Guess the Name Game

Generate printable entry slips for 'Guess the Mystery Item' games at fairs, parties, and events. Includes organiser answer card and customizable number of slips.

The mystery item people need to guess

10-100 slips

Generate 10 to 100 Numbered Entry Slips for Mystery-Item Games

Type the name of the mystery item (the teddy bear at the school fair, the cake at the wedding, the doll at the church fete) and set the slip count anywhere from 10 to 100. The tool produces an organiser answer card showing the item name, plus a printable grid of numbered entry slips with blank lines for Your Name and Your Guess. Each slip is uniquely numbered which makes finding the winning guess fast.

The default of 20 slips is right for most school summer fairs and church coffee mornings. Wedding receptions and larger fundraisers often get through 60 to 100 slips. Print at 85% to 90% browser zoom for the cleanest cut-line spacing on A4 - the printable preview hint says exactly that. The Download JPG button gives you a fallback image if you would rather email the slip sheet to a print shop than print at home.

Running the Game on the Day

Set up at the stall with the bowl, jar or table holding the mystery item, a pile of cut entry slips, a few pens, and an honesty box for the entry fee (most school fairs charge 50p or Β£1 per guess). Players write their name and guess on a slip and post it through a slot or drop it in a bowl. At the end of the event, sort the slips and find the closest guess.

Common ways the game falls apart: 1) handwriting is illegible, so always provide pens with reliable ink and not pencil; 2) two people guess the exact same value, in which case the rule is usually first-slip-in wins or both win and split the prize; 3) people peek at others' slips, which the small slip size helps prevent. Keep the organiser answer card sealed in an envelope and only open it in front of witnesses at the reveal. For a complete kids' fair, pair this with the [Bingo Card Generator](/bingo-card-generator) for a printable bingo round.

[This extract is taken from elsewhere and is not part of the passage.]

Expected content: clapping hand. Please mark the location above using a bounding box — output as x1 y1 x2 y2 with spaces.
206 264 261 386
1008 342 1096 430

Frequently Asked Questions

How many entry slips should I print for a school fair?

20 to 30 covers a small classroom-level event. A whole-school summer fair needs 60 to 100, especially if the prize is appealing. As a rough rule, expect 1 in 5 to 1 in 10 attendees to enter; a 200-pupil school plus families means around 600 attendees, so plan for 60 to 120 slips. The tool caps at 100 per generation, so for very large events you can run two batches with different starting numbers (number the second batch 101 to 200).

What is the difference between guess the name and guess the weight?

Both are mystery-guessing fundraisers that use the same slip format. "Guess the name" works for an item with a personality (a teddy bear named Snuffles, a doll, a stuffed animal). "Guess the weight" works for cakes, jars of sweets or fruit baskets. The slip and the organiser card produced here work identically for both - just change the wording on the entry slip's prompt or write it in by hand.

Can I include a photo of the mystery item on the slip?

Not in the digital generator currently. The tool produces text-only slips with the slip number, name field, guess field and a footer label. If you need a photo (which can boost engagement at fundraisers) print the slips here and the photo separately on coloured A4 to display at the stall, or paste a small photo into the JPG with any image editor before printing.

What happens if two people guess the same name and it is correct?

The most common rule is first-slip-in wins, decided by the slip number (lower numbered slip wins because it was filled in first). The other common rule is split the prize equally between all correct guessers. Decide before the event starts and write the rule on the organiser answer card so you do not get caught out. Some larger fundraisers use a tie-breaker question ("how many gummy bears in the jar" with the closest answer winning).